RESULTS & DISCUSSION

Figure 2. GSEA analysis results of significantly enriched pathways in Data 1. (A) Normalized enrichment scores (NESs) of top 15 enriched KEGG pathways in the treated groups. (B) Heat maps of gene expression values of DNA repair pathways. (C) Enrichment plots of DNA repair pathways.

The horizontal bar graph shows the 15 most enriched pathways out of a total of 187 pathways assayed from Data 1 (Figure 2A). The NES (Normalized enrichment score) of each pathway was calculated by dividing actual ES (enrichment score) with the mean of ESs against all permutations of the dataset to account for the size of the set. The large positive NES indicates higher expression of members in the gene set in treatment groups compared with the control groups. In the bar graph, we observed several DNA repair pathways have been highly enriched. As we are interested in characterizing the endogenous DNA damage repair mechanism and damage response in cells treated with carboplatin, we then looked specifically into 6 representative biological pathways (Fanconi Anemia pathway, base excision repair pathway, homologous recombination pathway, P53 signaling pathway, mismatch repair pathway, and nucleotide excision repair pathway) of DNA repair/stress response and performed GSEA (Gene Set Enrichment Analysis) accordingly.
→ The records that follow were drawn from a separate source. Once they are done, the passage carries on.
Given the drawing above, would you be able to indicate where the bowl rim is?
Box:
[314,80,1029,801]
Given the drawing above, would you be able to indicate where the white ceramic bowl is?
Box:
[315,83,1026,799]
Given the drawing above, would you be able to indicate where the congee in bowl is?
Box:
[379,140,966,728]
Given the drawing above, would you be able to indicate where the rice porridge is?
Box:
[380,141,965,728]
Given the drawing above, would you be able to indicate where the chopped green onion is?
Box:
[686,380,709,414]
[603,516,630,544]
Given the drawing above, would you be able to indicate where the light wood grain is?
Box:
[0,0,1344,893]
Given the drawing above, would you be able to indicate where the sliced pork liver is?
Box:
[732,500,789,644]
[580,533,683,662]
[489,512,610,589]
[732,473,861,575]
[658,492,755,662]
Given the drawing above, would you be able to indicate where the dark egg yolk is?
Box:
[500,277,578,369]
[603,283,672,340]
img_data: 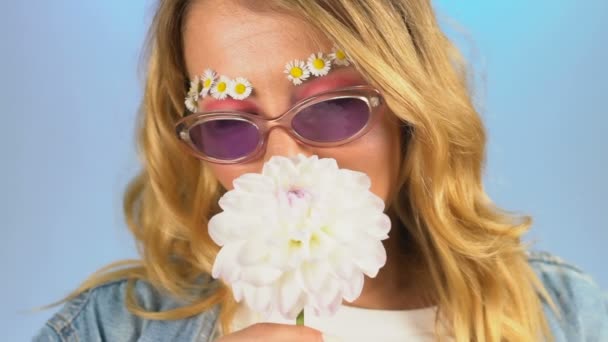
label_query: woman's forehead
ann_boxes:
[184,1,333,82]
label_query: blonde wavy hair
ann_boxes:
[48,0,555,341]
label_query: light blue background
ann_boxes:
[0,0,608,341]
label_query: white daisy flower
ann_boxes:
[329,45,350,66]
[188,76,202,100]
[184,96,198,113]
[208,154,391,319]
[228,77,252,100]
[284,59,310,85]
[306,52,331,77]
[200,69,217,98]
[210,75,231,100]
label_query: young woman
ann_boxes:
[37,0,608,342]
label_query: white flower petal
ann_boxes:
[238,239,269,266]
[240,265,283,286]
[355,242,386,278]
[342,272,364,302]
[211,242,243,283]
[300,262,331,294]
[277,272,305,316]
[208,154,390,319]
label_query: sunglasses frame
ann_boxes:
[175,85,385,164]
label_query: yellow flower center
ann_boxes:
[234,83,247,94]
[312,58,325,69]
[289,67,304,78]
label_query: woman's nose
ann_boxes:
[264,127,313,162]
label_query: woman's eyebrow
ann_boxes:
[292,69,366,102]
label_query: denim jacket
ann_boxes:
[33,252,608,342]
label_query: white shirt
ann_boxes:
[212,304,450,342]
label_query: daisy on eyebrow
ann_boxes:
[184,76,202,113]
[329,45,350,66]
[228,77,252,100]
[306,52,331,77]
[284,59,310,85]
[211,75,232,100]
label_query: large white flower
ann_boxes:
[209,154,391,319]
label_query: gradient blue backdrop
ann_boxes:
[0,0,608,341]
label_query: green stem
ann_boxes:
[296,309,304,325]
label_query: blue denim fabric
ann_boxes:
[33,252,608,342]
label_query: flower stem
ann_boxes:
[296,309,304,325]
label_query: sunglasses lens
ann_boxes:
[190,119,260,160]
[292,97,370,142]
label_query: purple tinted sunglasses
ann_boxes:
[175,86,384,164]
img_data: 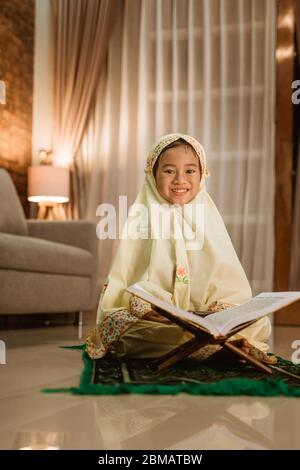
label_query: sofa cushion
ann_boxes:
[0,169,28,235]
[0,233,95,276]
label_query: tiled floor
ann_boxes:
[0,326,300,449]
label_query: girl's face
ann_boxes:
[155,145,201,205]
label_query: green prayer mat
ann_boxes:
[43,345,300,397]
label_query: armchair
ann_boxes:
[0,169,98,324]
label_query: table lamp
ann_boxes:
[28,165,70,220]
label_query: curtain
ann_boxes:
[52,0,118,217]
[82,0,276,293]
[289,2,300,290]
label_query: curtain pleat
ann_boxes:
[80,0,276,292]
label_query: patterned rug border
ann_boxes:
[41,344,300,397]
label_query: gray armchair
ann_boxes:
[0,169,98,320]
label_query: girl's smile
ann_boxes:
[155,145,201,204]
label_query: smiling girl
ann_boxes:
[87,134,270,358]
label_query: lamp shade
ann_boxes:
[28,165,69,202]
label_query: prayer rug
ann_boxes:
[43,345,300,397]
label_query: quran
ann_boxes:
[127,284,300,374]
[127,284,300,338]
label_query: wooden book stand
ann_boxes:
[151,305,272,374]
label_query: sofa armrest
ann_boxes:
[27,219,98,259]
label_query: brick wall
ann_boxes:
[0,0,35,215]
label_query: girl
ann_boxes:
[87,134,271,358]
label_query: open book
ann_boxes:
[127,284,300,339]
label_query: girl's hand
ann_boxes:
[143,310,172,324]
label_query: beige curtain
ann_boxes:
[82,0,276,292]
[289,1,300,290]
[52,0,120,217]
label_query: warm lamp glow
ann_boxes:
[28,165,69,203]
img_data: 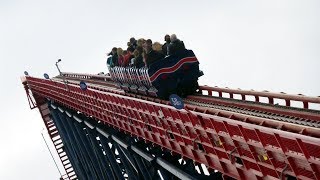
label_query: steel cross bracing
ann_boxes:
[22,77,320,179]
[49,102,221,180]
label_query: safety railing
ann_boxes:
[27,77,320,179]
[109,66,152,88]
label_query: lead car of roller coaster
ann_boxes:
[108,35,203,99]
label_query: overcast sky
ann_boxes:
[0,0,320,180]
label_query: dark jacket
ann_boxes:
[133,55,144,68]
[162,42,170,56]
[112,53,119,66]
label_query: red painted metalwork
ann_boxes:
[199,86,320,109]
[23,77,320,179]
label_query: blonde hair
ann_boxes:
[133,50,139,58]
[117,48,123,56]
[152,42,162,51]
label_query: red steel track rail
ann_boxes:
[26,76,320,179]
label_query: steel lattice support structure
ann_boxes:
[24,75,320,179]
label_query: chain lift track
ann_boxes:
[22,73,320,179]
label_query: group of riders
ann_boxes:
[107,34,185,68]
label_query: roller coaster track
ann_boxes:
[24,73,320,179]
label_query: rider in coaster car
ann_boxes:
[168,34,186,55]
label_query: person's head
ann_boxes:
[127,46,134,54]
[137,38,144,47]
[164,34,170,43]
[170,34,178,42]
[136,46,143,55]
[109,47,117,55]
[152,42,162,51]
[117,48,123,56]
[145,39,152,52]
[130,37,136,44]
[133,49,140,58]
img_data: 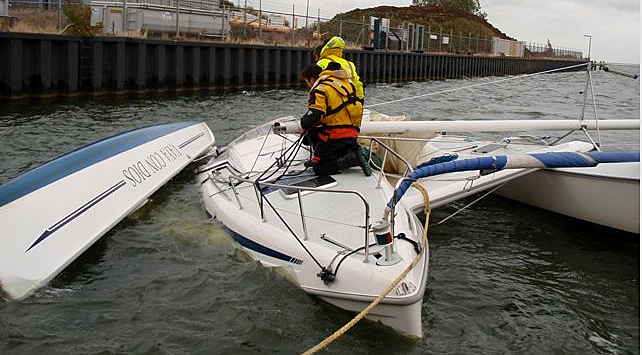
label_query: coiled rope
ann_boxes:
[301,183,430,355]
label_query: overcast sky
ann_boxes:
[254,0,640,64]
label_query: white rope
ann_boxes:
[365,63,586,108]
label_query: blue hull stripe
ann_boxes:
[0,122,199,207]
[25,180,127,253]
[178,132,205,149]
[227,228,303,265]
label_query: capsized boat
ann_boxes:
[198,110,639,337]
[0,122,214,300]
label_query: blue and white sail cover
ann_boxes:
[388,151,640,207]
[0,122,214,299]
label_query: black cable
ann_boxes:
[261,193,324,270]
[332,243,377,276]
[256,136,303,181]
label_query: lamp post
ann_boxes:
[584,35,593,61]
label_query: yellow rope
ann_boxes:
[301,183,430,355]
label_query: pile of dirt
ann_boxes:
[324,6,514,40]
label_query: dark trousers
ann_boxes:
[306,133,359,175]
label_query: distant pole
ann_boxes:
[123,0,127,33]
[290,5,294,46]
[243,0,247,38]
[57,0,62,30]
[221,2,226,40]
[305,0,310,29]
[584,35,593,61]
[426,26,432,53]
[359,15,368,46]
[466,32,472,53]
[175,0,180,37]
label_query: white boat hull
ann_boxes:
[0,122,214,299]
[496,163,640,234]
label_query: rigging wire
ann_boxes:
[365,63,586,109]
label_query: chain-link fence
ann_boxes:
[0,0,582,59]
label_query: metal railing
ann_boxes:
[209,132,422,263]
[210,175,370,263]
[9,0,582,59]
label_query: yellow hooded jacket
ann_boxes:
[317,36,365,101]
[308,70,363,139]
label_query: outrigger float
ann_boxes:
[198,110,640,337]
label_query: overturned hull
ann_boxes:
[496,162,640,234]
[0,122,214,299]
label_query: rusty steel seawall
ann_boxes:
[0,33,585,99]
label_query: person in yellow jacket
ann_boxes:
[314,36,365,103]
[301,63,371,176]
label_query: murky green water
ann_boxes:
[0,68,640,355]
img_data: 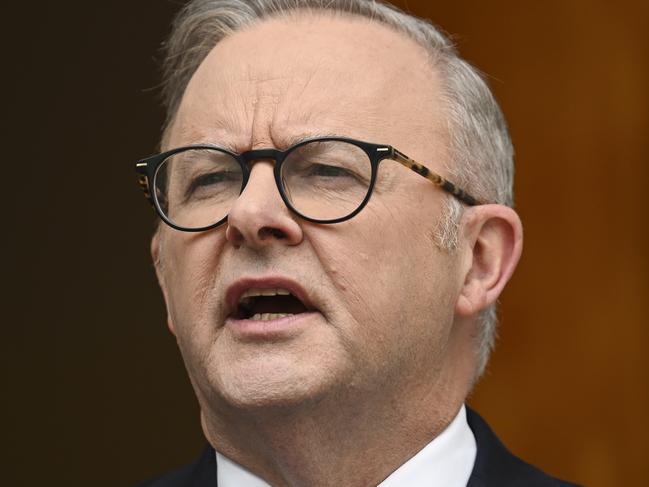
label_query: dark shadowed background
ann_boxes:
[0,0,649,487]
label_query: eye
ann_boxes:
[186,171,241,198]
[306,163,355,178]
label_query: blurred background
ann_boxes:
[0,0,649,487]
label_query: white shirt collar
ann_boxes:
[216,405,477,487]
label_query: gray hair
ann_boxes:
[156,0,514,378]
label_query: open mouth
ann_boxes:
[234,288,309,321]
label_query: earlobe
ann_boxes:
[455,205,523,316]
[151,230,176,335]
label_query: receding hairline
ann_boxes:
[160,6,446,149]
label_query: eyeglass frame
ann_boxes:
[135,136,482,232]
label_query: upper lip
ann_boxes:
[225,276,313,316]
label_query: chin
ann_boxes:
[206,346,344,411]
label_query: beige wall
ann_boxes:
[394,0,649,487]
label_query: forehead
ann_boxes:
[171,12,441,150]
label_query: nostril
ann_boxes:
[257,227,286,240]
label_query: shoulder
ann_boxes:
[138,445,216,487]
[467,408,578,487]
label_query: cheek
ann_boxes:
[163,232,223,339]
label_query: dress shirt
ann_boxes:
[216,405,477,487]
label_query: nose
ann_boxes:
[225,161,303,249]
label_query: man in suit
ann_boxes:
[137,0,580,487]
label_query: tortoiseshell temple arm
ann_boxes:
[135,161,153,206]
[391,148,481,206]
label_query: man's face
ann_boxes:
[153,14,462,408]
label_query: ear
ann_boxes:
[455,204,523,317]
[151,229,176,335]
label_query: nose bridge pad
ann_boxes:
[241,159,282,200]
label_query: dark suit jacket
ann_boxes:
[141,408,576,487]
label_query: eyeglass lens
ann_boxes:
[154,141,372,229]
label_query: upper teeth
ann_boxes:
[239,287,291,299]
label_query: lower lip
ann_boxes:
[225,311,320,340]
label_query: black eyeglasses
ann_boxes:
[135,137,480,232]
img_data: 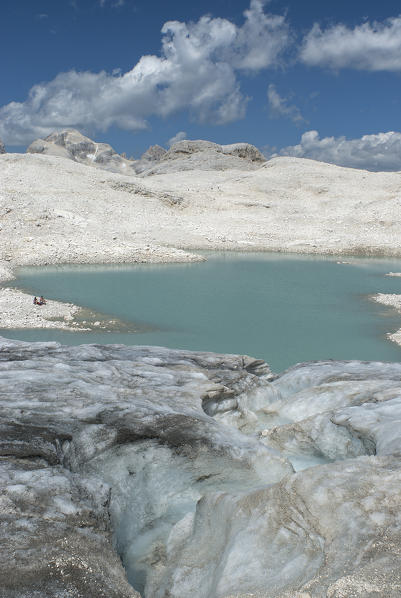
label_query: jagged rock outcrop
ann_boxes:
[134,145,167,174]
[0,339,401,598]
[26,129,134,174]
[24,129,266,176]
[138,140,266,176]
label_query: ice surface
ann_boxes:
[0,339,401,598]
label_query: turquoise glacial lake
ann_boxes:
[0,253,401,371]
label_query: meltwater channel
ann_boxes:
[0,253,401,371]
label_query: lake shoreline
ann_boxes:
[0,252,401,371]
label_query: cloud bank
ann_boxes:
[276,131,401,171]
[300,16,401,71]
[0,0,289,145]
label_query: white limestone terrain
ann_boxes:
[0,130,401,598]
[0,339,401,598]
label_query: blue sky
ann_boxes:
[0,0,401,170]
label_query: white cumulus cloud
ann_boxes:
[0,0,289,145]
[300,16,401,71]
[267,83,305,124]
[276,131,401,171]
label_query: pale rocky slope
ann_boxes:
[0,154,401,280]
[0,142,401,326]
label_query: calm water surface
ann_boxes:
[0,253,401,371]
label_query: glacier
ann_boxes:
[0,338,401,598]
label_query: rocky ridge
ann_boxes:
[0,339,401,598]
[24,129,266,176]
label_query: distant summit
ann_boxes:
[26,129,134,174]
[27,129,266,177]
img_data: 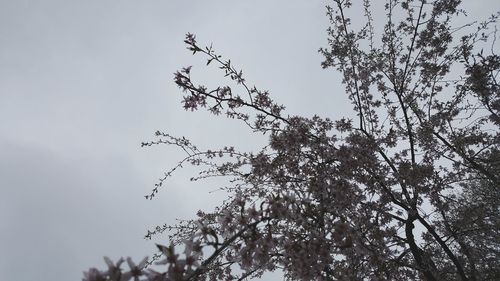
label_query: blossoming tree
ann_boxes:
[84,0,500,280]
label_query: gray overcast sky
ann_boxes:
[0,0,500,281]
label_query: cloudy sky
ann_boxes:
[0,0,500,281]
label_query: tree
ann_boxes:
[85,0,500,280]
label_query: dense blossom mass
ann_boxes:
[84,0,500,281]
The gene lists of each DNA repair pathways were downloaded from KEGG (Kyoto Encyclopedia of Genes and Genomes) using KEGGREST API. In the heat maps (Figure 2B), expression values were represented as colors, where the range of colors (red, pink, light blue, dark blue) showed the range of expression values (high, moderate, low, lowest). In each pathway, the general patterns of the heat maps suggested that the selected genes were distinctly differentially expressed in the treatment groups compared to the control groups. In other words, these DNA repair pathways were significantly promoted by carboplatin treatment in different time series. The following enrichment plots (Figure 2C) showed that members of our gene set tend to occur toward the top of the gene lists of the selected pathways, in which case our gene set was enriched in the carboplatin treated cells rather than the control cells. The ES on the y-axis reflects the degree to which a gene set is overrepresented at the extremes (top or bottom) of the entire ranked list of genes.

Figure 3

Figure 3. GSEA analysis results of significantly enriched pathways in Data2. (A) NESs of top 15 enriched KEGG pathways in the treated groups. (B) Heat maps of gene expression values of NER and P53 signaling pathway. (C) Enrichment plot of NER and P53 signaling pathway.

Similarly, Figure 3 shows the GSEA analysis results of the microarray Data 2 generated by Almeida et al. The authors had A549 non-small lung cancer cell line (NSCLC) treated or untreated with 50 μM of platinum-based drug cisplatin. However, the treatment time in this experiment was only 1 hour followed by 10 hour incubation in drug free media before the cisplatin-induced gene expression changes were investigated. As a result, as shown in Figure 3, only 2 endogenous DNA repair/stress responese pathways (nucleotide excision repair and P53 signaling pathway) were identified to be significantly enriched in the cisplatin-treated groups. However, considering the lower drug concentration and much shorter treatment time, the results do not rule out the possibility that pathways shown in Figure 2 would be significantly regulated in cisplatin treatment groups with longer treatment time. Additionally, because the two experiments used two different cancer cell lines, we cannot safely compare the efficacy of carboplatin and cisplatin despite the fact that stronger nucleophile cisplatin is probably able to induce more DNA damage and trigger apoptosis in cancer cells. In general, our heat maps and enrichment plots in Figure 2 and Figure 3 did show the strong enrichment of DNA repair pathways in platinum-based drug treated groups, which could be accountable for one of the drug resistance of cancer cells upon platinum-base chemotherapy by up-regulating endogenous DNA repair/stress response pathways.

Figure 4

In conclusion, by analyzing the microarray data generated from carboplatin and cisplatin control and treated cancer cells, platinum-based drugs are able to trigger endogenous DNA repair pathways to fight against DNA damage and serve as one of the major drug-resistance responses in cancer cells. The actual function relevance of the response still requires future investigation.